For the 2023-2027 programming period, the Rural Development Policy is being merged with other instruments of the Common Agricultural Policy (CAP). At this point, the legislative initiative is in the hands of individual Italian regions, which, within their calls for rural development for the 2023-2027 period, establish aspects like:
- the total funds available
- the beneficiaries
- eligible interventions
- natural and territorial constraints.
If you’re looking to obtain funding for your agricultural business in Italy, contact our firm today. We can advise you on the best course of action regarding issues such as:
- What are the most attractive areas;
- Which rural properties to acquire;
- How to carry out renovations and conversions of environments and structures;
- Which crops to plant based on your business model;
- How to address the issue of tourist accommodation in your agriturismo.

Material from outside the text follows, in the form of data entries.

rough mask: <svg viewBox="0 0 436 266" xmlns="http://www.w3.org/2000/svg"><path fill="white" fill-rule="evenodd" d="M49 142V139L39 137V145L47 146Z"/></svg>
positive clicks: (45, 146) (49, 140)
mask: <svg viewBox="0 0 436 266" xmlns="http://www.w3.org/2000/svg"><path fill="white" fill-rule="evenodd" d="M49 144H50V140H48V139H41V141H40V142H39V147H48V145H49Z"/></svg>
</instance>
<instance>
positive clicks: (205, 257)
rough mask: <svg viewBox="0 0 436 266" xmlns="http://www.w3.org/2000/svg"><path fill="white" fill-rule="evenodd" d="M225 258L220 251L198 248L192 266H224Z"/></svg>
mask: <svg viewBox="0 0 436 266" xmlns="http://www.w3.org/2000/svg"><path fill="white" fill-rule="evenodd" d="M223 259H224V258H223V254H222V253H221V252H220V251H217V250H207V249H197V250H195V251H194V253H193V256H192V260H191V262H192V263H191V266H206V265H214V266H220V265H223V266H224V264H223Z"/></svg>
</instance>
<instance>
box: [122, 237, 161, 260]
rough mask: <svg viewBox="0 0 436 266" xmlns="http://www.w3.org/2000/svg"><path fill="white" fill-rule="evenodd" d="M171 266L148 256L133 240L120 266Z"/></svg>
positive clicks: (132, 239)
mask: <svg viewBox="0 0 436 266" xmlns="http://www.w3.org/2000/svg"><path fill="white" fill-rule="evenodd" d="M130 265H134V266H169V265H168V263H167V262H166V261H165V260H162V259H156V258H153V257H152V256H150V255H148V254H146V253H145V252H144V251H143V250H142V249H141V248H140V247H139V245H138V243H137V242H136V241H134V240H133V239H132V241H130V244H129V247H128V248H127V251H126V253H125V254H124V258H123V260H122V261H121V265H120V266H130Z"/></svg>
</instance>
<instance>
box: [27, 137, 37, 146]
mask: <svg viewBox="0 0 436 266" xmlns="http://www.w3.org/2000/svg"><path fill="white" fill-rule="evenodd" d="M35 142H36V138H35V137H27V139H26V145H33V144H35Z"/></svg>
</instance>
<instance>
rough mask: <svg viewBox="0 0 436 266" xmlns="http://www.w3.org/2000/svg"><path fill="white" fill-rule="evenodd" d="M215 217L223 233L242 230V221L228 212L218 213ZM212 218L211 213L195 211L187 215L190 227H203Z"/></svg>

Agritourism tax legislation
Furthermore, we also need to consider that the costs to open an agritourism include the taxes relative to this type of business.
Agritourism is subject to a flat-rate tax system as it produces business income. Law 96/2006 says that in compliance with the provisions foreseen by the specific region involved, authorized with article 6, the fiscal provisions of the article 5 of Law 30 December 1991, n.413 are applied, as well as any other social security or sectoral regulation, referable to the agritourism activity.
Simplifying, the tax legislation for agritourism provides:
- For direct taxes: a flat-rate tax, on which will be applied a profitability coefficient of 25%
- For IVA: flat-rate tax with a reduction of 50% for taxable transactions.
It is always possible to adopt the ordinary regime for both direct taxes and IVA.
The contents of this page should not be taken as an authoritative statement of Italian law and practice. Neither the author nor the publisher are responsible for the results of actions taken on the basis of information contained in this summary, nor for any errors or omissions. This text is not intended to render legal, accounting or tax advice. Readers are encouraged to seek professional advice concerning specific matters before making any decision.